Paint Your Data

One of the widgets I very much enjoy when teaching introductory course in data mining is Paint Data widget. In the data I would paint in this widget I would intentionally include some clusters, or intentionally obscure them. Or draw them in any strange shape. Then I would discuss with students if these clusters are identified by k-means clustering. Or by hierarchical clustering. We would also discuss automatic scoring of the quality of clusters, come up with the idea of a silhouette (ok, already invented, but helps if you get this idea on your own as well). And then we would play with various data sets and clustering techniques and their parameters in Orange.

Like in the following workflow where I drew three clusters that were indeed recognized by k-means clustering. Notice that silhouette scoring correctly identified even the number of clusters was guessed correctly. And I also drawn the clustered data in the Scatterplot to check if the clusters are indeed where they should be.

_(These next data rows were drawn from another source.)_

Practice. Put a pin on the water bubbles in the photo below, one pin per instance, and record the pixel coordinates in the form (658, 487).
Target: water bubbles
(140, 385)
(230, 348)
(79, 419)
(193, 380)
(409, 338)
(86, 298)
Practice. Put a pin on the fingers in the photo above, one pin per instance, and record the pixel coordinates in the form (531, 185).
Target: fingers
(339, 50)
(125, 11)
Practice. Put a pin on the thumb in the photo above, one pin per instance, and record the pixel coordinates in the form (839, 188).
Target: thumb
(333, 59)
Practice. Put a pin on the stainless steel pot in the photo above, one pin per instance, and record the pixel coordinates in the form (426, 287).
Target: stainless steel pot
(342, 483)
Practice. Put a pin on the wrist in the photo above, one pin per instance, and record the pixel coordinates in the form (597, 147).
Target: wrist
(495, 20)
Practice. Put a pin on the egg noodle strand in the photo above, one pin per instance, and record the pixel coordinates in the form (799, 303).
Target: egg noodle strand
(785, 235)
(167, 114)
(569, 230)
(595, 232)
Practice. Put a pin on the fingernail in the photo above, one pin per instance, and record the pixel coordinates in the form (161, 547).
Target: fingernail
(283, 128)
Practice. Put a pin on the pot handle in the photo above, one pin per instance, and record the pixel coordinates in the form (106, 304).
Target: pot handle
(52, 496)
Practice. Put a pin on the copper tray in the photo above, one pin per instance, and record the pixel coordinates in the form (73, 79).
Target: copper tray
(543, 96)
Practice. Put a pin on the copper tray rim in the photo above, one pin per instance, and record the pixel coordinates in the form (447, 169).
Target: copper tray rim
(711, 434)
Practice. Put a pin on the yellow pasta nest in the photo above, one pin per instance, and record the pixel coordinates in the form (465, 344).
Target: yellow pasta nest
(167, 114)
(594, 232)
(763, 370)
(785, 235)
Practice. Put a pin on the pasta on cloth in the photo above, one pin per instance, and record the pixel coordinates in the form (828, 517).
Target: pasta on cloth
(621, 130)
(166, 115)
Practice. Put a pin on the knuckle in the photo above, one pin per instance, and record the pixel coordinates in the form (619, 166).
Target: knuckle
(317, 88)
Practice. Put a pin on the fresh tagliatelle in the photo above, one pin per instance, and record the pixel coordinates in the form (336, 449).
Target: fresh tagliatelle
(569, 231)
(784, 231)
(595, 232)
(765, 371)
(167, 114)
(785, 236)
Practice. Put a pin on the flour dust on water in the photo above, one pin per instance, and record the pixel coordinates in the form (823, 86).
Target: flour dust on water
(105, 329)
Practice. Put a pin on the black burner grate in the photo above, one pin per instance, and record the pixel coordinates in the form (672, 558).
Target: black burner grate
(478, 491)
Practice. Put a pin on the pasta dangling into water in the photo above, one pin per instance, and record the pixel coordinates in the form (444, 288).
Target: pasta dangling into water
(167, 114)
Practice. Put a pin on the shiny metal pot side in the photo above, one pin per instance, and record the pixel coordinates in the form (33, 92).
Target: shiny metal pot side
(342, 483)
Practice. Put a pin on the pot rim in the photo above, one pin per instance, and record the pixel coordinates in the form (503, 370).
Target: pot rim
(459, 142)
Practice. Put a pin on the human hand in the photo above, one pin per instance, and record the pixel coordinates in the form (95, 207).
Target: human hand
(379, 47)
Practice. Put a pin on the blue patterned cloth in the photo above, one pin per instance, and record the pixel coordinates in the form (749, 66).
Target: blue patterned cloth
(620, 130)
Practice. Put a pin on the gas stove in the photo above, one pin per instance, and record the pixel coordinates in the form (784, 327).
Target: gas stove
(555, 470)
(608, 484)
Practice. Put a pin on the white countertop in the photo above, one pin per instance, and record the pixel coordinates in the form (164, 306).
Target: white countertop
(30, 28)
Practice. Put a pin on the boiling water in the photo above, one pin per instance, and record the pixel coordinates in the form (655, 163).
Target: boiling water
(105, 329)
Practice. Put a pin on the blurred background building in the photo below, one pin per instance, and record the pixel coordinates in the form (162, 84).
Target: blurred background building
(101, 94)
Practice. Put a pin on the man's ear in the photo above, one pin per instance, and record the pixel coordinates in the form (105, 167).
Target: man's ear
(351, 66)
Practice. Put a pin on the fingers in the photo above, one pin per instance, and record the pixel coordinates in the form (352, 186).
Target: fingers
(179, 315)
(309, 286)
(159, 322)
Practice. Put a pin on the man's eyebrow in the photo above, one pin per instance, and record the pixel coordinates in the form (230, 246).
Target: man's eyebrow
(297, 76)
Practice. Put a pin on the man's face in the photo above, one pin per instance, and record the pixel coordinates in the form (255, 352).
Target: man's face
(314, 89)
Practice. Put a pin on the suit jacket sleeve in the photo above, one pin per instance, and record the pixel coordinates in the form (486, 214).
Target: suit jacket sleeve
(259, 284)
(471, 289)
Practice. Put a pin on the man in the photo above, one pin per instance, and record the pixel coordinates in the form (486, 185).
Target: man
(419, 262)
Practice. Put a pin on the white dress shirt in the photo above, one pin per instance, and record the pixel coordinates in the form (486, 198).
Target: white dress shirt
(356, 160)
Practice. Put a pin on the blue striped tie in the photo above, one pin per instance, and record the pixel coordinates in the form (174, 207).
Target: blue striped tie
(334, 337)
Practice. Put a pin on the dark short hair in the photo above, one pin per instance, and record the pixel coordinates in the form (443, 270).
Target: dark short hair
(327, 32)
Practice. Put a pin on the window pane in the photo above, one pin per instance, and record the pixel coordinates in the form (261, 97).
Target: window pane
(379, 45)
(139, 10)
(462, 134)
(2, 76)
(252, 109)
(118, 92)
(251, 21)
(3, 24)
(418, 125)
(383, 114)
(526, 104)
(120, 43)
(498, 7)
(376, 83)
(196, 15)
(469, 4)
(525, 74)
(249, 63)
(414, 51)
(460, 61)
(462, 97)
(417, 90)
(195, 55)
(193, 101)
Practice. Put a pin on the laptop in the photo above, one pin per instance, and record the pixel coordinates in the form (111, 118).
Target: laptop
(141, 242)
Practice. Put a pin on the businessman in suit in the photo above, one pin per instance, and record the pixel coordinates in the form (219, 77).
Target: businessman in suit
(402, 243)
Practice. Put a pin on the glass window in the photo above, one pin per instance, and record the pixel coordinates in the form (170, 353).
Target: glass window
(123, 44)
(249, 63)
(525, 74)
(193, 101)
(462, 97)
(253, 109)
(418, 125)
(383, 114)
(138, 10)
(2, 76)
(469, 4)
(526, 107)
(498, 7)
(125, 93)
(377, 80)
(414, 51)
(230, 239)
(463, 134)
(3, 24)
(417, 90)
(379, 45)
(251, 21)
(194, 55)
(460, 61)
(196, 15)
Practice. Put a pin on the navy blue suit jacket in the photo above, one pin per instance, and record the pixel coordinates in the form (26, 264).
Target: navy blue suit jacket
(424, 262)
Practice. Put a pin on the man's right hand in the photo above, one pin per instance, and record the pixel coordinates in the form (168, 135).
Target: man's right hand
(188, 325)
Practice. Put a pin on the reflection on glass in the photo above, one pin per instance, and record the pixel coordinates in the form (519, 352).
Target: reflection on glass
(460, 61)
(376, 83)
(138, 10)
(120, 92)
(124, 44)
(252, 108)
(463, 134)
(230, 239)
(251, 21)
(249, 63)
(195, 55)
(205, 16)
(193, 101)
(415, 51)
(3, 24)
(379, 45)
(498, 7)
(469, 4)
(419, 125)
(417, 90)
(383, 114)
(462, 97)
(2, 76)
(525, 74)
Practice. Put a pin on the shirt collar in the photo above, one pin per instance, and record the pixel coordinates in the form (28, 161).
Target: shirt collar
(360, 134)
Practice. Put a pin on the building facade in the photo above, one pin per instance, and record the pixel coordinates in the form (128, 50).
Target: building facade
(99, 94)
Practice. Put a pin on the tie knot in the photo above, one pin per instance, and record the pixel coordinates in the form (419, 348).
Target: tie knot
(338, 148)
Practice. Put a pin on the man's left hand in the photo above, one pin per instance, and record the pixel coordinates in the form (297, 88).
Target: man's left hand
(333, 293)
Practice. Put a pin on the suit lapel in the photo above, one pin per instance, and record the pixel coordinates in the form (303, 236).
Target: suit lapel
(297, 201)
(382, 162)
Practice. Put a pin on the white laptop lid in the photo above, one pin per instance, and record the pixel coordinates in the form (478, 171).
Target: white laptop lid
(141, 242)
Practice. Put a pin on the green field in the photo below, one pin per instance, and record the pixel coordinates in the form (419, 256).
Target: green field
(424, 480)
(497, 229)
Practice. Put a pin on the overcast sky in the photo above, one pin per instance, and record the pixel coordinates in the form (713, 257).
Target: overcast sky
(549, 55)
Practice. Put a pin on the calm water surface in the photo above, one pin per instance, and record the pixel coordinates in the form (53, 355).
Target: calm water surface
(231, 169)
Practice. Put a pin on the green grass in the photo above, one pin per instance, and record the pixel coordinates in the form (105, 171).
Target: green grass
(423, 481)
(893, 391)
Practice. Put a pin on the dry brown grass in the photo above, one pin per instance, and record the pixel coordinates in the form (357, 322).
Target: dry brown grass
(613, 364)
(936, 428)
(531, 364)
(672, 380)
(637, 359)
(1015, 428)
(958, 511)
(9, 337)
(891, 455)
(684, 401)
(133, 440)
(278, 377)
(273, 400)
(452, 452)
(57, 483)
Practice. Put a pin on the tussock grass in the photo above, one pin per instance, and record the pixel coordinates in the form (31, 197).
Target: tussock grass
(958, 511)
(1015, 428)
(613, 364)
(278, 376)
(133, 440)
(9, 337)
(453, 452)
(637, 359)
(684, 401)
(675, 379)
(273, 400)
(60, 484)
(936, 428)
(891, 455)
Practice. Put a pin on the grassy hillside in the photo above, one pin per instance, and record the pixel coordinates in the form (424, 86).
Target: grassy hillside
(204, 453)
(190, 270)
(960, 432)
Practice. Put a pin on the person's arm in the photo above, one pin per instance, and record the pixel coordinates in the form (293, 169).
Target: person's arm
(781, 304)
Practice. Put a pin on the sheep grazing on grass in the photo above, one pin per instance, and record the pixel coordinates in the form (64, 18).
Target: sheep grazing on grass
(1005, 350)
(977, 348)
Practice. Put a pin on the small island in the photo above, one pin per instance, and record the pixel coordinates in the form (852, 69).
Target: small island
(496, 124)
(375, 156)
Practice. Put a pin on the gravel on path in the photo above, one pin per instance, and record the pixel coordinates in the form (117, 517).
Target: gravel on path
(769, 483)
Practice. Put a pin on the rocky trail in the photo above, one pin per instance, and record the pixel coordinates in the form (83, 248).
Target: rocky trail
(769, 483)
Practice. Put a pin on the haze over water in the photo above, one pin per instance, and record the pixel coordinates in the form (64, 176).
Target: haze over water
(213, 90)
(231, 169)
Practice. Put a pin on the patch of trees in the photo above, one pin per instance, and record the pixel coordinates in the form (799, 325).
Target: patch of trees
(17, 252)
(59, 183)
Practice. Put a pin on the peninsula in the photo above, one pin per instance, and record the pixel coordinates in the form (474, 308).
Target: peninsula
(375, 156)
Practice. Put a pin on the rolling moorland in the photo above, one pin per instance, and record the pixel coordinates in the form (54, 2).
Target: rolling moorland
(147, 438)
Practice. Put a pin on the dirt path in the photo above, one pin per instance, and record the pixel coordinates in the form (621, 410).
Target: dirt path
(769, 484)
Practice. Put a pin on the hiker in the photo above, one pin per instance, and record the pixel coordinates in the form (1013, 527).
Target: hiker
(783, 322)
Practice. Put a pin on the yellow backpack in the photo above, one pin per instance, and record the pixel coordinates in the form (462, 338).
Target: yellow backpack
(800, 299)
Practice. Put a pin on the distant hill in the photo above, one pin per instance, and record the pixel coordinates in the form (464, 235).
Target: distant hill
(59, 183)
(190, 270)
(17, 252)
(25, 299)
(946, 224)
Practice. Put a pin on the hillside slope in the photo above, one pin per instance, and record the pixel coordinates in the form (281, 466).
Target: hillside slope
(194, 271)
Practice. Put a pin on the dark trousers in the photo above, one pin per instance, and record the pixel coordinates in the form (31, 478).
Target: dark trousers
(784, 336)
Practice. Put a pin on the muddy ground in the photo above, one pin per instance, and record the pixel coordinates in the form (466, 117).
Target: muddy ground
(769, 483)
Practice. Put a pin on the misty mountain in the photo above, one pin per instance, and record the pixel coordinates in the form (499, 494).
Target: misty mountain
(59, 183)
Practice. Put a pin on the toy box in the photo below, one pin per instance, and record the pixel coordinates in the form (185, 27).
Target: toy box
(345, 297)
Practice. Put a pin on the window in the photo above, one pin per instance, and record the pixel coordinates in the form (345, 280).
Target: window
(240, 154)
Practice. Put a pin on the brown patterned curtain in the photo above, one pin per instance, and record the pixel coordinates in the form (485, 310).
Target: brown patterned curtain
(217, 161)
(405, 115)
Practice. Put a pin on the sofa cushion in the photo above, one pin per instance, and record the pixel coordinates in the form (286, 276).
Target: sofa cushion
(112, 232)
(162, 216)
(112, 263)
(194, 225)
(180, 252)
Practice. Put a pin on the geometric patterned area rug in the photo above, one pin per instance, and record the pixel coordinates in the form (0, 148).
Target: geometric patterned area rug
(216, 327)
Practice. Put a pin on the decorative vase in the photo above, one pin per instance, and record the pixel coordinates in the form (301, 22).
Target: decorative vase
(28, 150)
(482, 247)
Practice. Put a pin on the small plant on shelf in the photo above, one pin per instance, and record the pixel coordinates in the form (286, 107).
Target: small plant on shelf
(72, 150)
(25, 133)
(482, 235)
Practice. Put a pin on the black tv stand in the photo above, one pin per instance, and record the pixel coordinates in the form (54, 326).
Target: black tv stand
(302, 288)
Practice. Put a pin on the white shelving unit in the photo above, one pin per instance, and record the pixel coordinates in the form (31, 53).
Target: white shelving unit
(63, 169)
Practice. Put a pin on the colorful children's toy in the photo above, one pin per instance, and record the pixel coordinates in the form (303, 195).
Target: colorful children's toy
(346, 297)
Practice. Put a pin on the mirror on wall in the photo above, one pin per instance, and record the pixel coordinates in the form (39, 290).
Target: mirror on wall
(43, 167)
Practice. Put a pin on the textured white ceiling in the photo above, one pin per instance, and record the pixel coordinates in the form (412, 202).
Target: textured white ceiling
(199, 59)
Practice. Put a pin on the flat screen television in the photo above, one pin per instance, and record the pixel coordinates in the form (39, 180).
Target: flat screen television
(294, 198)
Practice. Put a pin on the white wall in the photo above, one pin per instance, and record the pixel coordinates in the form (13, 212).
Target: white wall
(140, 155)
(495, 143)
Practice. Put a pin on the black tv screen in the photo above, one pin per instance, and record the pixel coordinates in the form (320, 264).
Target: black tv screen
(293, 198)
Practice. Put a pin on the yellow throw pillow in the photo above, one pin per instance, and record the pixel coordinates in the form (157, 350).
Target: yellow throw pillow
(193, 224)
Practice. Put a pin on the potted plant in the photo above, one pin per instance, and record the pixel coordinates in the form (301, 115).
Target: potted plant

Or like in the workflow below where k-means fails miserably (but some other clustering technique would not).


Paint Data can also be used in supervised setting, for classification tasks. We can set the intended number of classes, and then chose any of these to paint its data. Below I have used it to create the data sets to check the behavior of several classifiers.


There are tons of other workflows where Paint Data can be useful. Give it a try!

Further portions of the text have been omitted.